Dearest 1st 〜Dream〜
「お袋が死んだのって俺が小三の時やし…
ほんまに、あんま記憶に残ってないんやけど…」
「……うん。」
「……一言で言うと
“優しい”、やろな。」
「………」
たとえ時間が流れても、
いくら記憶が色褪せても、
今でもお袋の優しい笑顔を忘れた事はない。
お袋はいつでも太陽みたいに明るくて、
月みたいに穏やかな人だった。
口癖はいつだって、
“弱い人を見捨てるな”。
誰よりも気高くて
誰よりも優しくて
そんなお袋が俺は好きだった。
歌を歌うのが大好きで、
よくキッチンで鼻歌を歌いながら料理をしていたお袋の後ろ姿を、俺は今でもハッキリ覚えている。
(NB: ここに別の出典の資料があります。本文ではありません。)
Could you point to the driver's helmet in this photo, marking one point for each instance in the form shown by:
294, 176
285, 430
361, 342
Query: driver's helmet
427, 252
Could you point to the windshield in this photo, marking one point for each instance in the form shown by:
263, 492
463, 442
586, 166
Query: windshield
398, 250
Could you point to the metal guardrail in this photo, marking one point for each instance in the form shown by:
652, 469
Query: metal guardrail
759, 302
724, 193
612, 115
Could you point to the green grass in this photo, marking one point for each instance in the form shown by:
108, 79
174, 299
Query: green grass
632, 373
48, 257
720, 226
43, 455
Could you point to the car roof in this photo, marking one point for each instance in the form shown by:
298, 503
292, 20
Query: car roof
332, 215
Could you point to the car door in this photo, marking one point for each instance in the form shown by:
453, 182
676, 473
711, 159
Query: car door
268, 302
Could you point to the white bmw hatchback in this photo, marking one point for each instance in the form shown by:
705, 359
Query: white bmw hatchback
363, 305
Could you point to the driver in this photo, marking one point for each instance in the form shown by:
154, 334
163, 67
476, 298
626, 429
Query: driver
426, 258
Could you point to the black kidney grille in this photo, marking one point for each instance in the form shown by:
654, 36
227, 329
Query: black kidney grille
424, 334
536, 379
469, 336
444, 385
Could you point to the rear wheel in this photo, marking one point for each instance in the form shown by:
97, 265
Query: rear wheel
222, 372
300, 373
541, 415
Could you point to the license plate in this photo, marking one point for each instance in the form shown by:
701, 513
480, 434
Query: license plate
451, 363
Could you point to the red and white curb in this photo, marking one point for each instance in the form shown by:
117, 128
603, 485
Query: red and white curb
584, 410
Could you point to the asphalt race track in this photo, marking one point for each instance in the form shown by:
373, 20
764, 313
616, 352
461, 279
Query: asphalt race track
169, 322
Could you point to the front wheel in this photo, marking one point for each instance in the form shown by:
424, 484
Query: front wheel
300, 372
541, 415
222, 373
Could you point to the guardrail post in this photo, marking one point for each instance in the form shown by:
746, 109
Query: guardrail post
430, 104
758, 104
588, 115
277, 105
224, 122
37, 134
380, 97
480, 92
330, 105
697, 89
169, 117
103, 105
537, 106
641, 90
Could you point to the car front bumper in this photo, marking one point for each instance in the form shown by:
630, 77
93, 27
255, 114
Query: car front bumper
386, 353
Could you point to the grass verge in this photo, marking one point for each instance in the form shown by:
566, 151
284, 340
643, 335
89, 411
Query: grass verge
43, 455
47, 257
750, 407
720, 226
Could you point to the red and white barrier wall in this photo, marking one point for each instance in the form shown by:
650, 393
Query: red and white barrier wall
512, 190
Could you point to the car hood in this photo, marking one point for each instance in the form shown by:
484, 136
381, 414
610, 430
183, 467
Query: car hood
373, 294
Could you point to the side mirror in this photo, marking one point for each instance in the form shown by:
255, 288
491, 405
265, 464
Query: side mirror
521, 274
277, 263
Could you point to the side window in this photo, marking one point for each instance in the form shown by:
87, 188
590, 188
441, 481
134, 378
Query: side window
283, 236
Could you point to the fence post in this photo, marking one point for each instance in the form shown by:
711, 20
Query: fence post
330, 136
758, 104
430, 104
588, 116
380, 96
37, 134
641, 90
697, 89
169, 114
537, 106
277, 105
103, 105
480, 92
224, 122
「──…じゃあ純の優しさは、きっとお母さん譲りね…」
「……違うよ。
俺は全然優しくない。
親父譲りのどーしようもない男やよ。」
……むちゃくちゃ本気でそう答えたつもりだったんだが──…
チカはくすくすと笑い、
「……あたしがそう思うのは勝手でしょ?」
……そう笑い、お袋が眠る墓を見つめた。